Propos recueillis par Olivia Leruth

Benoit Cassart lors de la manifestation du 26/02/24
Pleinchamp : La nouvelle du score historique du MR au niveau européen, et du troisième siège décroché par le parti, est tombée au cours de la nuit de dimanche à lundi. Comment l’as-tu appris et quelle a été ta réaction ?
Benoit Cassart : J’étais au QG du MR à Bruxelles, Sophie Wilmes nous avait demandé d’y assister tous ensemble avec les candidats européens. Ce qui a été extraordinaire, et pas seulement lors de cette soirée mais tout au long de la campagne, c’était l’esprit d’équipe entre nous. Il faut dire que nous étions vraiment solidaires et que nous nous sommes tous tirés les uns les autres. C’est ça qui explique en partie le résultat incroyable de cette année. Evidemment, l’élément majeur est la popularité incroyable de Sophie Wilmes, c’est elle qui a véritablement porté le score et qui a fait que la liste a dépassé les 900.000 voix alors qu’elle était en dessous des 500.000 en 2019. Mais elle a aussi su réunir sur sa liste des profils très différents tout en étant très complémentaires, elle a su aller chercher des personnes qui sont allées pêcher des voix dans de nombreux secteurs, et on peut dire que la mayonnaise a vraiment pris, on s’est tous vraiment entraidés. C’est assez dingue.

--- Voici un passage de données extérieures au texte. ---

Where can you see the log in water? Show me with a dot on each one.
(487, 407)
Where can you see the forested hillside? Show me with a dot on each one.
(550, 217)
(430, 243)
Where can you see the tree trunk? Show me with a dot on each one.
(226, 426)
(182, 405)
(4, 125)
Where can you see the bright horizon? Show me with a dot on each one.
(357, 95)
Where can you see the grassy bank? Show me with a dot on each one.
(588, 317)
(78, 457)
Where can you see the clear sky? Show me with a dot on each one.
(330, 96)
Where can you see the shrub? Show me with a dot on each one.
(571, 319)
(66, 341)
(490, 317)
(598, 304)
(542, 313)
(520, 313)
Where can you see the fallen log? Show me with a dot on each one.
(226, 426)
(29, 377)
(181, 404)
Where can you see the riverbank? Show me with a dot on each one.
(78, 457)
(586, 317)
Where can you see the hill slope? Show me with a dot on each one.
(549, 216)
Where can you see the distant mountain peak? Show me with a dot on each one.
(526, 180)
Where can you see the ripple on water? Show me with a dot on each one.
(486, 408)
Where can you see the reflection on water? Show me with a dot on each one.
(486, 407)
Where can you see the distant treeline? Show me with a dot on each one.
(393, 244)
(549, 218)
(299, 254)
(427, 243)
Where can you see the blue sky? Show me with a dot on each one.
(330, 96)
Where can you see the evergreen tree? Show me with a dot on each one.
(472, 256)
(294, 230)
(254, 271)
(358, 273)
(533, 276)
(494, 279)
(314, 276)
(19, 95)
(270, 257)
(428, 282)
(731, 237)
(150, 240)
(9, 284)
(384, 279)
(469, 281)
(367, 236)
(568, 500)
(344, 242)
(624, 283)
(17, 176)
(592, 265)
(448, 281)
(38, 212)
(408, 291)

PC : Est-ce que tu t’attendais à un succès aussi fulgurant pour la liste MR cette année ?
BC : Je dois avouer que je n’ai pas été complètement surpris, j’étais conscient qu’il y avait une réelle chance. Pour la bonne et simple raison que trois vieux renards de la politique l’avaient prédit : Louis Michel, Gérard Deprez et Marc Tarabella. Tous les trois m’avaient dit que j’avais une réelle chance de passer. Qd ces trois-là, qui cumulent ensemble plus de 50 ans d’expérience au Parlement Européen et donc « sentent » bien les léections, te disent que tu as une chance, tu y crois.
PC : A côté des bonnes personnes, il y avait aussi des idées. Selon toi, quels étaient les points forts du programme défendu par le MR ?

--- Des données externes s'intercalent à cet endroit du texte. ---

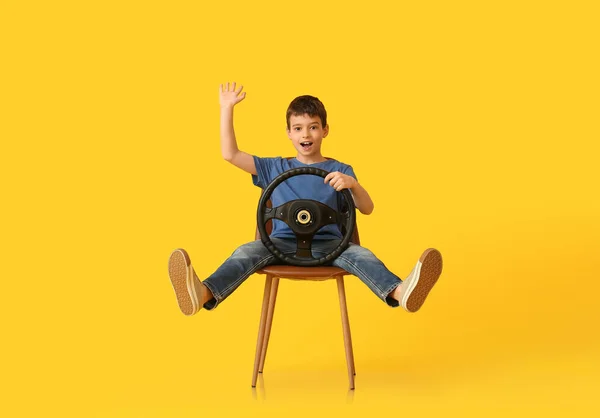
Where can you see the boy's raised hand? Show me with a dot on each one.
(229, 96)
(339, 181)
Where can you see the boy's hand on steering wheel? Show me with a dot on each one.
(229, 96)
(340, 181)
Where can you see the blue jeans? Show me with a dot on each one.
(253, 256)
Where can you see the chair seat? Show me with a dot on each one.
(303, 273)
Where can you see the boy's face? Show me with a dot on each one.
(306, 134)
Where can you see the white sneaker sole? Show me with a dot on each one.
(421, 280)
(182, 275)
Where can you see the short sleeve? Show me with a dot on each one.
(265, 169)
(349, 171)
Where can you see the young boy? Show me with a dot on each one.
(306, 128)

BC : De manière générale, le MR cartonné parce qu’il a mis en évidence qu’il fallait recréer une différence revenu entre les gens qui travaillent et ceux qui bénéficient d’allocation sociales. Je suis un centriste, je suis sincèrement partisan d’un système qui prend en charge les gens qui vivent des difficultés, mais il faut pouvoir conserver un revenu supérieur pour ceux qui font avancer l’économie. Il y a eu un véritable déclic au niveau de la population autour de ce point-là. Mais je pense aussi qu’en ce qui me concerne, ce score est lié à la nécessité de rapprocher l’Europe et ses institutions de la réalité de terrain. Et je pense que beaucoup de gens y ont été sensible en ce qui me concerne. En plus de cela, la cause des agriculteurs a été fort médiatisée ces derniers mois. Si l’on réunit tout cela, qu’on le combine à la popularité de Sophie Wilmes, à l’expérience d’Olivier Chastel et au dynamisme de tous les jeunes sur la liste, ça fait forcément bingo.

Sophie Wilmes, Benoit Cassart et Aline Depas
PC : D’un point de vue personnel, c’est ta troisième participation, dont deux au MR et une auprès de Defi. Revenir au MR, c’était une évidence ?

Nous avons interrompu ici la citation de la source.